Le film de science-fiction Terminator peut-il devenir réalité ? Selon un rapport de l’organisation non gouvernementale PAX, les entreprises américaines Amazon et Microsoft pourraient chercher à participer au développement des armes de destruction autonomes.

L’organisation néerlandaise a sondé les principaux acteurs du secteur hautement stratégique de l’intelligence artificielle et a classé cinquante entreprises selon trois critères :

  • Développent-elles des technologies permettant de créer des « robots tueurs » ?
  • Travaillent-elles sur des projets militaires liés à ces technologies ?
  • Ont-elles promis de s’abstenir d’y contribuer dans le futur ?

« Tuer sans implication humaine »

L’usage de l’intelligence artificielle pour permettre à des systèmes d’armement d’automatiquement choisir et attaquer des cibles a provoqué d’importants débats éthiques au cours des dernières années. Pour certains critiques, on pourrait même assister à la troisième révolution de l’art de la guerre après les inventions de la poudre et de la bombe nucléaire.

« Pourquoi est-ce que les entreprises comme Microsoft et Amazon ne nient pas qu’elles sont actuellement en train de développer ces armes hautement controversées qui pourraient décider d’elles-mêmes de tuer, sans implication humaine ? », demande Frank Slijper, principal auteur du rapport publié lundi 19 août.

Vingt-deux entreprises représentent une « inquiétude moyenne » pour les auteurs du rapport, dont l’analyse se porte sur douze pays à travers le monde.
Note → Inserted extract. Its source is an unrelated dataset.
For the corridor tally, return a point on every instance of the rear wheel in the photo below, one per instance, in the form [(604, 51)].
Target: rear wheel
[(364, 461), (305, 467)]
Parmi elles, Apple pour son système de reconnaissance faciale et vocale.

La catégorie « haute inquiétude » compte vingt-et-une entreprises, dont Intel mais aussi Amazon et Microsoft qui essaient tous les deux de passer un contrat avec le Pentagone pour fournir à l’armée américaine l’infrastructure de son « cloud » (service de stockage de données en ligne).

Google, bon élève

« Les armes autonomes deviendront inévitablement des armes de destruction massives », prédit à l’Agence France-Presse, Stuart Russell, professeur de sciences informatiques à l’université californienne de Berkeley. « Des travaux sont actuellement entrepris pour que tout ce qui constitue actuellement une arme chars, avions de chasse, sous-marins ait sa version autonome », ajoute-t-il.
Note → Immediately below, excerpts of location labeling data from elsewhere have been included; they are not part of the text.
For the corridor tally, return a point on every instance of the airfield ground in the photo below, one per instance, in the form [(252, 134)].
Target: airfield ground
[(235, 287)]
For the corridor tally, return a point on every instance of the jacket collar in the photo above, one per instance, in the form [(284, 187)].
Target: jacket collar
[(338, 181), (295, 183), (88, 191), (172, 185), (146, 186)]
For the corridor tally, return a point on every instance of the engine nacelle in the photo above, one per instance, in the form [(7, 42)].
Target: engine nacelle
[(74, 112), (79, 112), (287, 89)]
Google et six autres entreprises sont dans la catégorie « bonne pratique ». L’année dernière, Google a renoncé à courir pour le contrat du Pentagone sur le « cloud », car il pourrait être en contradiction avec ses « principes » en matière d’intelligence artificielle.

Le géant californien avait expliqué ne pas vouloir s’impliquer dans des « technologies qui sont ou pourraient être nocives » et « des armes ou d’autres technologies dont le but principal ou la mise en œuvre causeraient ou faciliteraient l’atteinte physique aux personnes ».

Pas de consensus

Mardi, aux Nations unies à Genève, un panel d’experts gouvernementaux a débattu des options politiques pour encadrer les armes autonomes, même s’il s’est avéré jusqu’ici très difficile de parvenir à un consensus autour de cette question.

Selon le rapport de PAX, des employés de Microsoft ont également signalé leur opposition à un contrat avec l’armée américaine concernant des lunettes de réalité augmentée HoloLens destinées à l’entraînement et au combat.

Beaucoup d’inquiétudes entourent également le futur de l’armement autonome, des armes qui n’ont pas encore été inventées mais sont présentées dans certains films de science-fiction, comme les mini-drones.

« Avec ce genre d’armes, vous pourriez en envoyer un million dans un container ou un avion-cargo et elles auraient la capacité destructrice d’une bombe nucléaire, mais laisseraient tous les immeubles intacts derrière elles », notamment grâce à la reconnaissance faciale, explique Stuart Russell.

En avril, la Commission européenne a proposé une série de règles éthiques pour le secteur de l’intelligence artificielle. La liste de propositions fournie rappelait le besoin de placer « l’humain » au cœur des technologies liées à l’IA et la nécessité de favoriser la « non-discrimination », ainsi que le « bien-être de la société et l’environnement ».

Pour Stuart Russell, la prochaine étape est une interdiction internationale des intelligences artificielles tueuses. « Les machines qui peuvent décider de tuer des humains ne doivent pas être développées, déployées ou utilisées », résume-t-il.